During aging, organisms lose the ability to respond adaptively to stressful extremes in the internal and external environment. One of the best examples of adaptation to stress at the molecular level is the transsynaptic induction of tyrosine hydroxylase (TH) gene expression in adrenal gland and sympathetic ganglia after exposure to stressful stimuli. Tyrosine hydroxylase is the rate-limiting enzymatic step in catecholamine synthesis. To date, most of the information accumulated on the regulation of TH gene expression pertains to transcriptional mechanisms. Our studies reveal that increased levels of TH mRNA during aging result from increased TH mRNA and that with increasing age there is a profound decrement in the transsynaptic induction of TH protein and activity. It is important to note that this decrement in induction of TH protein and activity does not generalize to other adrenal neurotransmitter synthesizing enzymes that we have examined. Significantly, the effects of aging on TH gene expression were attenuated by dietary restriction, the only treatment known to increase both median and maximum life-span of mammals. Most studies of changes in gene expression during aging have focused on the transcriptional level. However, there are a growing list of genes that are reported to be selectively affected at the posttranscriptional level by aging. For a number of genes, including the TH gene, interactions between cis- acting elements and trans-acting factors in the 3' untranslated region (3'UTR) are implicated in gene-specific regulation of both mRNA stability and translation.
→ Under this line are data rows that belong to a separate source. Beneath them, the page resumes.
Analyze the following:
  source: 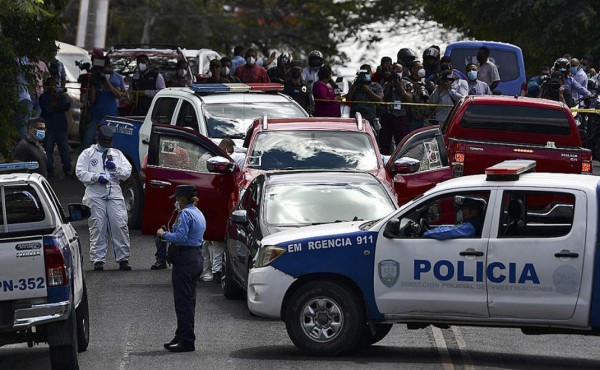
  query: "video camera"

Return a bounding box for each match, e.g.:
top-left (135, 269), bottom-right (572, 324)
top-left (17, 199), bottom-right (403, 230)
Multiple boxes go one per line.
top-left (356, 69), bottom-right (371, 85)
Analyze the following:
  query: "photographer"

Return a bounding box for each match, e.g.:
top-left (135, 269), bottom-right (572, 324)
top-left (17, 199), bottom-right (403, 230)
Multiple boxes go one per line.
top-left (346, 64), bottom-right (383, 135)
top-left (379, 63), bottom-right (411, 155)
top-left (429, 72), bottom-right (464, 125)
top-left (403, 59), bottom-right (431, 131)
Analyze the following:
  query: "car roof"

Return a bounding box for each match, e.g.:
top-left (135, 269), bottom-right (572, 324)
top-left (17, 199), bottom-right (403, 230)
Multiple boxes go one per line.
top-left (428, 172), bottom-right (600, 192)
top-left (259, 170), bottom-right (383, 185)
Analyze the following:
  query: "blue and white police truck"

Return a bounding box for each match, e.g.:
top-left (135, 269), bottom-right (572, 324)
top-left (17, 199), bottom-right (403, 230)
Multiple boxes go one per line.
top-left (247, 160), bottom-right (600, 355)
top-left (0, 162), bottom-right (90, 370)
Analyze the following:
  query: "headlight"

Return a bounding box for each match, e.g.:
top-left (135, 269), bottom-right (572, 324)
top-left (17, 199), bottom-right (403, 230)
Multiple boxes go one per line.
top-left (254, 245), bottom-right (286, 267)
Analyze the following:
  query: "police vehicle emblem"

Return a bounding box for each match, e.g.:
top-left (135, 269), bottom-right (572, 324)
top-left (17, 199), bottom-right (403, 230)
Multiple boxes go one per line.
top-left (377, 260), bottom-right (400, 288)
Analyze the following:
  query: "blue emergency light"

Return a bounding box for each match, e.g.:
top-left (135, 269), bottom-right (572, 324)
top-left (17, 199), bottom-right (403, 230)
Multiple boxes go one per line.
top-left (0, 162), bottom-right (40, 172)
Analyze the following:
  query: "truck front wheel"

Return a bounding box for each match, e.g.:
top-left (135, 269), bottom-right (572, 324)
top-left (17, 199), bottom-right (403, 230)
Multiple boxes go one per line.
top-left (285, 281), bottom-right (367, 356)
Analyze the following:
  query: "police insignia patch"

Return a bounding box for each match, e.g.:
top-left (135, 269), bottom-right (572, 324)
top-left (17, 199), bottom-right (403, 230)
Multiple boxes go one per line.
top-left (377, 260), bottom-right (400, 288)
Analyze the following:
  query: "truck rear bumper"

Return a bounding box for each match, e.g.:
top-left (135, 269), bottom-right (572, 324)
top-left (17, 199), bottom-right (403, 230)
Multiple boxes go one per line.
top-left (13, 301), bottom-right (71, 330)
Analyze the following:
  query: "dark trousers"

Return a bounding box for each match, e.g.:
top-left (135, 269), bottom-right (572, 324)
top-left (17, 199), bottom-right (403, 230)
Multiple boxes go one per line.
top-left (171, 248), bottom-right (202, 345)
top-left (379, 114), bottom-right (411, 155)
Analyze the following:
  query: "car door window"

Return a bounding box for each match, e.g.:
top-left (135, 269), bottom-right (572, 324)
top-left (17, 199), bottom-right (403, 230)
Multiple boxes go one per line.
top-left (175, 100), bottom-right (199, 131)
top-left (498, 191), bottom-right (575, 238)
top-left (152, 98), bottom-right (179, 125)
top-left (158, 135), bottom-right (217, 172)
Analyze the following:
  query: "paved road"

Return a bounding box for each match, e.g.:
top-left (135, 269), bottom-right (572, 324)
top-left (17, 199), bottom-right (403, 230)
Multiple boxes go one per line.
top-left (0, 165), bottom-right (600, 370)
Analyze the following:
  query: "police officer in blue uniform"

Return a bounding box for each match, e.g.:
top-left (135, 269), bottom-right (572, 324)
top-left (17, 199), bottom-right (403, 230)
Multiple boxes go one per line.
top-left (156, 185), bottom-right (206, 352)
top-left (423, 195), bottom-right (487, 240)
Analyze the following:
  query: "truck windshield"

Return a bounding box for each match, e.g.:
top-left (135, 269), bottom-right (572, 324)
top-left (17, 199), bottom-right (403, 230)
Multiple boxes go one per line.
top-left (204, 102), bottom-right (307, 139)
top-left (247, 131), bottom-right (378, 171)
top-left (265, 183), bottom-right (394, 226)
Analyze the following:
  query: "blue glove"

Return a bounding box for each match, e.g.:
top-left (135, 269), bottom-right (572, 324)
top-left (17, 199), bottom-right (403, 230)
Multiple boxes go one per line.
top-left (104, 161), bottom-right (117, 170)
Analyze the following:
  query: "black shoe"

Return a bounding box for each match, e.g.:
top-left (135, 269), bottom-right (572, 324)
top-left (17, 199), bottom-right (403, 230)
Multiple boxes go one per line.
top-left (119, 260), bottom-right (131, 271)
top-left (150, 261), bottom-right (167, 270)
top-left (163, 337), bottom-right (179, 349)
top-left (167, 342), bottom-right (196, 352)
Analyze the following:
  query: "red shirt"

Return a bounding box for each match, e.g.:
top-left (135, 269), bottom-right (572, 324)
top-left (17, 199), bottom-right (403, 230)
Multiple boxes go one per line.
top-left (235, 64), bottom-right (271, 83)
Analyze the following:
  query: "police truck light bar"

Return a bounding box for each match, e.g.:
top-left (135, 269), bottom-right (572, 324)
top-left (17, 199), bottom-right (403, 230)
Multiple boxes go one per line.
top-left (485, 159), bottom-right (535, 181)
top-left (190, 83), bottom-right (283, 94)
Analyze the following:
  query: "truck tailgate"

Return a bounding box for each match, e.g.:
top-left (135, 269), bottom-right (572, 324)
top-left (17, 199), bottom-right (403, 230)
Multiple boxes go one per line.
top-left (0, 235), bottom-right (47, 301)
top-left (451, 139), bottom-right (583, 176)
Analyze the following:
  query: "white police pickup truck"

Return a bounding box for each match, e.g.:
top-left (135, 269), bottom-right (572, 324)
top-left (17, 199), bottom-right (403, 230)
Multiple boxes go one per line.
top-left (0, 162), bottom-right (89, 370)
top-left (247, 160), bottom-right (600, 355)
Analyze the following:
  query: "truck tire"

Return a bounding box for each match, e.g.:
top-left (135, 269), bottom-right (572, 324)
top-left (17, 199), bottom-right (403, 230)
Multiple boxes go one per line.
top-left (121, 168), bottom-right (142, 230)
top-left (356, 324), bottom-right (393, 350)
top-left (76, 283), bottom-right (90, 352)
top-left (285, 280), bottom-right (367, 356)
top-left (50, 310), bottom-right (79, 370)
top-left (221, 250), bottom-right (245, 299)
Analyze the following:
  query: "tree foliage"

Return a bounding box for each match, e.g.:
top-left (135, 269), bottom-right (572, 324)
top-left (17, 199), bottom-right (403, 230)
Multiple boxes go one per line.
top-left (417, 0), bottom-right (600, 74)
top-left (0, 0), bottom-right (66, 158)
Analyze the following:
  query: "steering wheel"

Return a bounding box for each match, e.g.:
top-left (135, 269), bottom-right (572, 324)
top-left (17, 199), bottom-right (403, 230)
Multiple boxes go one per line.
top-left (419, 218), bottom-right (431, 233)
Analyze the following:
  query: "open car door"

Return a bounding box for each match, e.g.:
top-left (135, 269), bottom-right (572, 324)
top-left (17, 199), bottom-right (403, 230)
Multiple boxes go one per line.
top-left (385, 125), bottom-right (452, 205)
top-left (142, 124), bottom-right (239, 241)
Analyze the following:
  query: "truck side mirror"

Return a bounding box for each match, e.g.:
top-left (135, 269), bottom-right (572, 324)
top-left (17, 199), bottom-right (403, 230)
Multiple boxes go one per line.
top-left (206, 156), bottom-right (235, 173)
top-left (231, 209), bottom-right (248, 225)
top-left (67, 203), bottom-right (91, 222)
top-left (392, 157), bottom-right (421, 174)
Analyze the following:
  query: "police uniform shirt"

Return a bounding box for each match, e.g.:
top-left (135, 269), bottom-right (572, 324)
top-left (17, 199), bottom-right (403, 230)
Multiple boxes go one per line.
top-left (164, 204), bottom-right (206, 248)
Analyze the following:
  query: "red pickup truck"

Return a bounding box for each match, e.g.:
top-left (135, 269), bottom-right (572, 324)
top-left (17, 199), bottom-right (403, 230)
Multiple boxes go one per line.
top-left (386, 96), bottom-right (592, 204)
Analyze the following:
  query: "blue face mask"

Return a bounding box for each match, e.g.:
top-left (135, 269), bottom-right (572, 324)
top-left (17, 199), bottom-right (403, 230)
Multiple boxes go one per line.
top-left (35, 130), bottom-right (46, 141)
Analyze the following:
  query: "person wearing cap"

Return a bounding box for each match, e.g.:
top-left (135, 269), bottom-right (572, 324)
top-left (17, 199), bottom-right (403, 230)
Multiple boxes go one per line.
top-left (283, 60), bottom-right (315, 116)
top-left (75, 126), bottom-right (131, 271)
top-left (423, 196), bottom-right (487, 240)
top-left (429, 71), bottom-right (464, 125)
top-left (129, 54), bottom-right (166, 116)
top-left (200, 59), bottom-right (231, 84)
top-left (156, 185), bottom-right (206, 352)
top-left (80, 58), bottom-right (125, 152)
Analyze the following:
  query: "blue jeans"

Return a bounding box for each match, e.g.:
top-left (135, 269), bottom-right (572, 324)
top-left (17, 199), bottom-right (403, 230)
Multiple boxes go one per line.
top-left (45, 130), bottom-right (71, 174)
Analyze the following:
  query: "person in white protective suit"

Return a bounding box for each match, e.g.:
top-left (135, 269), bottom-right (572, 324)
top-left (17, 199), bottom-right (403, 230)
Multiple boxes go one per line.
top-left (75, 126), bottom-right (131, 271)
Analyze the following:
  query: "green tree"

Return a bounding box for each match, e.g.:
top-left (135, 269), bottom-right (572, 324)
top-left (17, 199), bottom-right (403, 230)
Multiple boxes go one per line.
top-left (0, 0), bottom-right (66, 159)
top-left (416, 0), bottom-right (600, 74)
In the research described in this proposal, we will test the hypothesis that specific sequences within the TH mRNA 3'UTR interact with mRNA binding proteins to regulate TH mRNA stability and translation. We hypothesize that aging animals are impaired in the ability to induce TH in response to stress because of alterations in posttranscriptional mechanisms related to the TH 3'UTR. We will test this hypothesis by first investigating these mechanisms in vitro in cultured adrenal chromaffin cells and then by studying these mechanisms in vivo in relation to the effects of stress and dietary restriction on adrenal medullary TH gene expression in animals 4-30 months of age.
The specific aims of the proposal are as follows:
Aim #1. To identify cis- and trans-acting factors in the 3' untranslated region (UTR) that regulate TH mRNA stability and translation.
Aim #2. To assess the role of the TH 3'UTR in age-related changes in TH mRNA stability and translation.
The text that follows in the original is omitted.